Diffusion at Absolute Zero: Langevin Sampling using Successive Moreau Envelopes [journal paper]
Andreas Habring, Alexander Falk, Martin Zach, Thomas Pock
TL;DR
This paper introduces Diffusion at Absolute Zero (DAZ), a sampling framework for Gibbs distributions π(x) ∝ exp(-U(x)) where U may be nonconvex or nondifferentiable. It constructs a family π^t by replacing the difficult part G with its Moreau envelope M_G^t, enabling efficient Langevin updates with large step sizes and guiding samples toward the target as t ↓ 0. The authors establish ergodicity and consistency results for the inner Langevin scheme at fixed t, show that π^t depends Lipschitz-continuously on t, and connect the method to diffusion models via a zero-temperature limit. Extensive numerical experiments across toy problems and high-dimensional imaging tasks demonstrate faster convergence and improved mode-coverage compared with standard Langevin-based methods, with notable gains in nonconvex or non-strongly convex settings.
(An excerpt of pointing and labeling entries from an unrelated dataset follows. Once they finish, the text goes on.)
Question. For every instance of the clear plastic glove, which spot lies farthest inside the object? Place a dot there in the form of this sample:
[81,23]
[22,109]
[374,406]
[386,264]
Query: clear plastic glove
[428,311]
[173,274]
Overall, DAZ offers a principled, training-free approach to aggressive annealing in nondifferentiable/nonconvex contexts and broad applicability to inverse problems and learned priors.
Abstract
We propose a method for sampling from Gibbs distributions of the form $π(x)\propto\exp(-U(x))$ by considering a family $(π^{t})_t$ of approximations of the target density which is such that $π^{t}$ exhibits favorable properties for sampling when $t$ is large, and $π^{t} \to π$ as $t \to 0$. This sequence is obtained by replacing (parts of) the potential $U$ by its Moreau envelope. Through the sequential sampling from $π^{t}$ for decreasing values of $t$ by a Langevin algorithm with appropriate step size, the samples are guided from a simple starting density to the more complex target quickly. We prove the ergodicity of the method as well as its convergence to the target density without assuming convexity or differentiability of the potential $U$. In addition to the theoretical analysis, we show experimental results that support the superiority of the method in terms of convergence speed and mode-coverage of multi-modal densities to current algorithms. The experiments range from one-dimensional toy-problems to high-dimensional inverse imaging problems with learned potentials.